London Lorry Control scheme is back


The London Lorry Control Scheme set to make a controversial return on June 1. To support retailers re-stocking during the COVID-19 crisis, London Councils suspend edthe London Lorry Control Scheme (LLCS) in the middle of March.
The LLCS controls the movement of HGVs over 18 tonnes maximum gross weight. It operates at night and at weekends on specific roads in London in order to minimise noise pollution.

Now the London Councils have announced the re-reintroduce of the London Lorry Control Scheme on June 1.

The re-introduction of the scheme has been condemned by the Freight Transport Association (FTA).  Natalie Chapman, Head of Urban Policy at FTA said: “Today’s announcement of the reintroduction of the LLCS enforcement is hugely disappointing, and a retrograde step which will hit the logistics sector particularly hard at a time when it is itself attempting to rebuild after the shutdown of COVID19.  The pressures involved in maintaining supplies to London’s essential shops and services have not gone away and we are still a long way from ‘business as usual’, so to place an additional regulation on the logistics industry at a time when it is fighting to keep the capital trading and moving after weeks with a limited cash flow will add further burden on the sector.

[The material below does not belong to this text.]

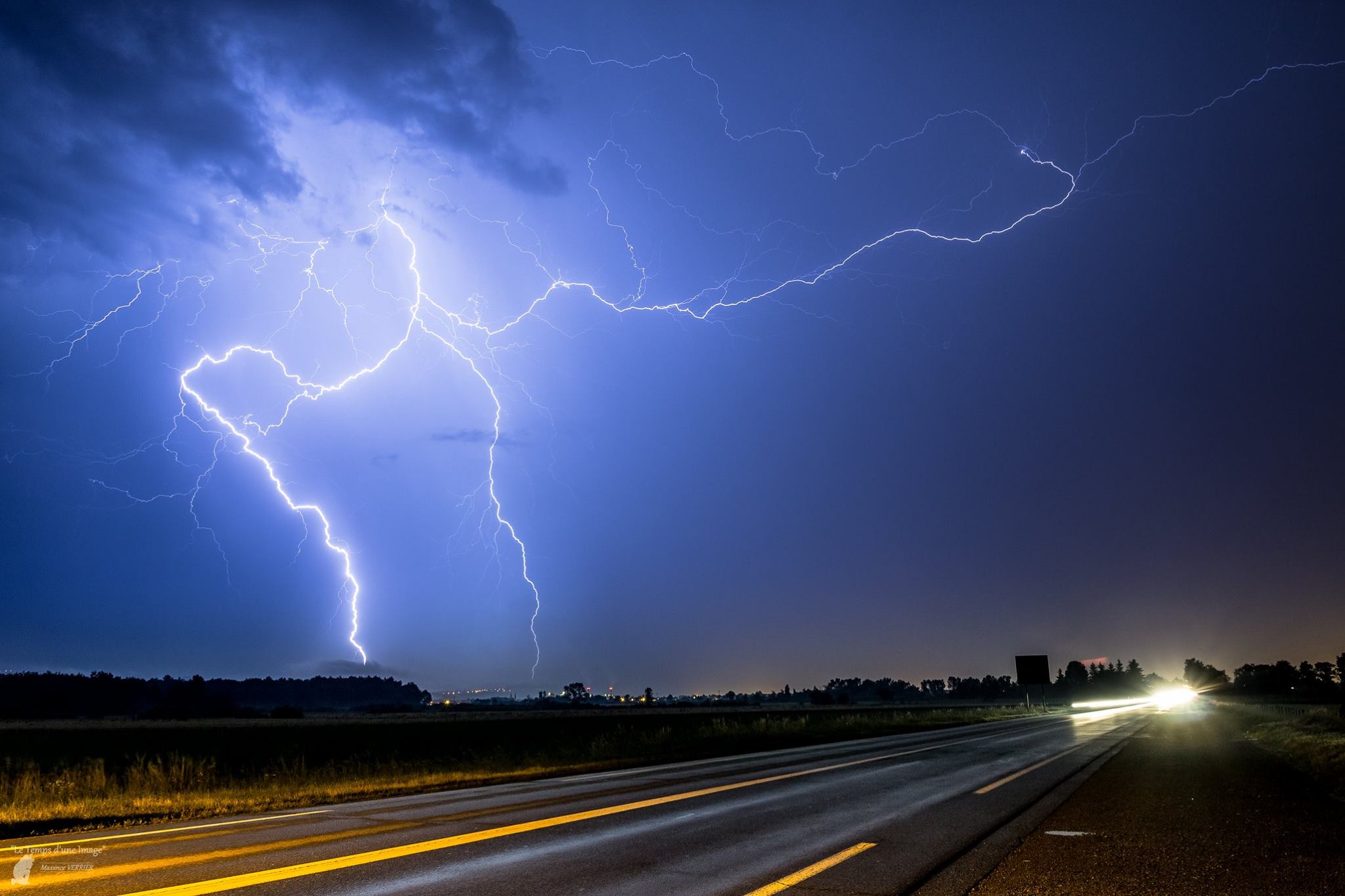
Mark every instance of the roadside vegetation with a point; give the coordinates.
(78, 775)
(1313, 742)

“With a downturn in the usage of public transport due to social distancing, and more foot, car and cycle traffic on the roads as a result, the continued suspension of the LLCS would have enabled logistics operators to deliver outside peak working hours and help spread demand on London’s limited road infrastructure.  To reintroduce the scheme at this point seems nonsensical.”

RHA chief executive Richard Burnett said: “I find their decision to reintroduce enforcement controls at this extremely sensitive time to be beyond belief. They were one of the first enforcement authorities in London to react to the COVID-19 emergency, suspending enforcement of the LLCS on 17 March 2020. Their action was welcomed by the freight and logistics industries, struggling to keep London’s essential shops and services supplied at time of severe food shortages and significant issues with deliveries.”

“Lockdown is beginning to ease but there is still a very long way to go”, said Richard Burnett. “To extend the suspension for another month would really  help the e industry that is trying to get back on the road as quickly as it can. But to reintroduce the Control Scheme with less than a week’s notice, amounts to little more than kicking an industry when it’s down.”